Discerning visitors to Leyawiin speak highly of the Kaladas Inn, located in the center of town just across the square from the Great Chapel of Zenithar. The Kaladas is a grand old establishment with lovely windows of leaded glass, elegant paneling, and a fine taproom. The inn has stood on this spot for more than four hundred years, accommodating countless great nobles and famous heroes during that time.

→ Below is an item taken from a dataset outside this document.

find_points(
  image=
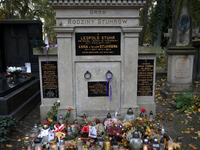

Casual travelers find that Leyawiin’s trade district is more suited to their purse. Many vendors set up stalls in short-lived markets that vary from season to season, but one of the more permanent dining establishments that one should not miss is the Scrumptious Radish, located in the working neighborhood south of the chapel. Many of Leyawiin’s craftsmen and merchants make a habit of taking their midday meals at the Radish, so one should arrive early to get ahead of the rush.


Leyawiin’s shops, crafters, and guildhalls lie mostly in the western half of the city, south of the Great Chapel.

The Mages Guild stands on the south side of Chapel Square. It hosts the largest library in Blackwood, with rooms full of bookshelves holding all manner of esoteric tomes. Here also the Khajiit mystic Feiffi sells strange and potent crystals under the sign of Meditative Morpholiths.

Zenithar, of course, is known as the patron of smithwork and industry, so one should not be surprised to find an excellent smithy in Leyawiin’s mercantile district. The Singing Steel Smithy produces some of the finest arms and armor to be found in the Trans-Niben.

Finally, do not be deceived by the plain signage of Armor and Fine Garments. Master tailors and dressmakers proudly display stunning ensembles suited for the most exclusive events and occasions side-by-side with more practical protective fare.


The origin of the city’s Ivory Horse symbol is unknown. One tradition believes it to be associated with the ancient hero Pelinal Whitestrake. Another states that in the days of myth, Blackwood was home to a shining white horse of divine strength and beauty who protected the river’s banks.

The Khajiit warlord Darloc Brae, the Golden Beast of Anequina, conquered Leyawiin in the fifth century of the First Era. The city remained under Khajiit control for more than twenty years.

In 2E 299, Potentate Versidue-Shaie ordered the removal of Leyawiin’s bridges so that large sailing vessels could pass from Topal Bay to the River Niben. However, Leyawiin’s Chamber of Legates, fearing that the additional merchant traffic would simply sail through Leyawiin without stopping, managed to stall the Imperial project until it was abandoned. To this day vessels too large to pass beneath the bridges must dock south of the city and transship their cargoes to smaller riverboats.

Fair travels, dear reader! Enjoy your visit to the City of the Ivory Horse.